Question

Given below are two statements: 
Statement (I) : The dimensions of Planck’s constant and angular momentum are same. 
Statement (II) : In Bohr’s model, electron revolves around the nucleus in those orbits for which angular momentum is an integral multiple of Planck’s constant. 
In the light of the above statements, choose the most appropriate answer from the options given below:

• A. Both Statement I and Statement II are correct
• B. Statement I is incorrect but Statement II is correct
• C. Statement I is correct but Statement II is incorrect
• D. Both Statement I and Statement II are incorrect

Hint:

Planck’s constant \( h \) and angular momentum \( L \) have the same dimensional formula.

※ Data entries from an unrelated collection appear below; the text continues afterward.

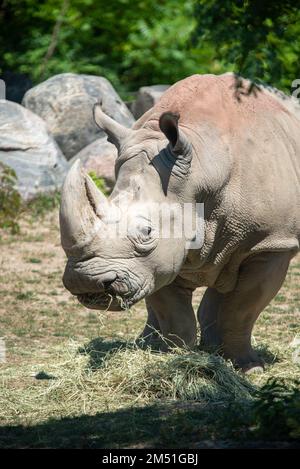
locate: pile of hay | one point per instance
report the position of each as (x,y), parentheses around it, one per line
(87,380)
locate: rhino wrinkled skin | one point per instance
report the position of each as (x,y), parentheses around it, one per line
(204,141)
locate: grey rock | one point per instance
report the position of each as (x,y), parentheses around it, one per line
(99,157)
(66,101)
(147,96)
(26,146)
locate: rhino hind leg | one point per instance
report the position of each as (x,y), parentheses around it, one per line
(171,319)
(226,320)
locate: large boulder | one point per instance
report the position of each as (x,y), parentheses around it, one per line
(26,147)
(66,101)
(147,96)
(99,157)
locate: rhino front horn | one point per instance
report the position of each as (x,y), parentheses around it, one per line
(81,209)
(116,132)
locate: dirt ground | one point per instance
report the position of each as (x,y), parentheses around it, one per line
(41,325)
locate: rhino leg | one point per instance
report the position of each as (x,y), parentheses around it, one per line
(151,335)
(170,308)
(227,320)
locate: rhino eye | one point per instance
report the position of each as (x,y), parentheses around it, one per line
(146,230)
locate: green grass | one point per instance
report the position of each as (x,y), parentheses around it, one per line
(74,378)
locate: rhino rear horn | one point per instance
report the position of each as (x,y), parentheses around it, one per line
(116,132)
(81,210)
(179,144)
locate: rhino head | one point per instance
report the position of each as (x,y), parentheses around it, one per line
(108,270)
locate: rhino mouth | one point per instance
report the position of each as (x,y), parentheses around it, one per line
(102,301)
(108,301)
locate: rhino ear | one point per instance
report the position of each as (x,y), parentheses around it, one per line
(116,132)
(180,146)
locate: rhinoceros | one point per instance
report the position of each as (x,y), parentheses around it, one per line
(237,153)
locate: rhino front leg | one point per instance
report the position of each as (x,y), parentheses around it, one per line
(170,312)
(151,335)
(227,320)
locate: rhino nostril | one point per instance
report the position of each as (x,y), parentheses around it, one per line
(107,284)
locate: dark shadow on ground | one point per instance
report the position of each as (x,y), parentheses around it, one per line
(168,426)
(99,348)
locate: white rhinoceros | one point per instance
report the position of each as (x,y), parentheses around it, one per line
(204,141)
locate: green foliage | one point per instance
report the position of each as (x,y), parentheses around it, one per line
(10,200)
(157,41)
(277,411)
(100,183)
(259,40)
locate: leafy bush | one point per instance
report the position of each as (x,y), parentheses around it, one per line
(10,200)
(277,411)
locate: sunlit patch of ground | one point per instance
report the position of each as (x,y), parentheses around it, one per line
(73,376)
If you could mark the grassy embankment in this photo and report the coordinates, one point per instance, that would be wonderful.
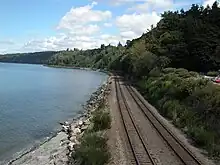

Also, in Bohr’s model, angular momentum is quantized in integer multiples of \( h/2\pi \).

Answer 1

The Correct Option is C

This problem is solved by analyzing each statement individually:

Statement I: "The dimensions of Planck’s constant and angular momentum are identical."

Planck's constant \( h \) has the dimensional formula \([M^1L^2T^{-1}]\). Angular momentum \( L \), calculated as \( mvr \) (where \( m \) is mass, \( v \) is velocity, and \( r \) is radius), also has the dimensional formula \([M^1L^2T^{-1}]\).

Therefore, Planck's constant and angular momentum share the same dimensions. Statement I is accurate.

Statement II: "In Bohr’s model, electrons orbit the nucleus in specific orbits where their angular momentum is an integral multiple of Planck's constant."

Bohr’s model states that the electron's angular momentum \( L \) is quantized according to the formula:

\(L = n\frac{h}{2\pi}\) where \( n \) is a positive integer.

This equation indicates that angular momentum is an integral multiple of \(\frac{h}{2\pi}\) (the reduced Planck's constant \( \hbar \)), not Planck's constant \( h \) itself. Consequently, Statement II is inaccurate because it omits the \(\frac{1}{2\pi}\) factor when relating angular momentum to Planck's constant.

Based on this analysis:

• Statement I is correct.
• Statement II is incorrect.

The accurate conclusion is: Statement I is correct, but Statement II is incorrect.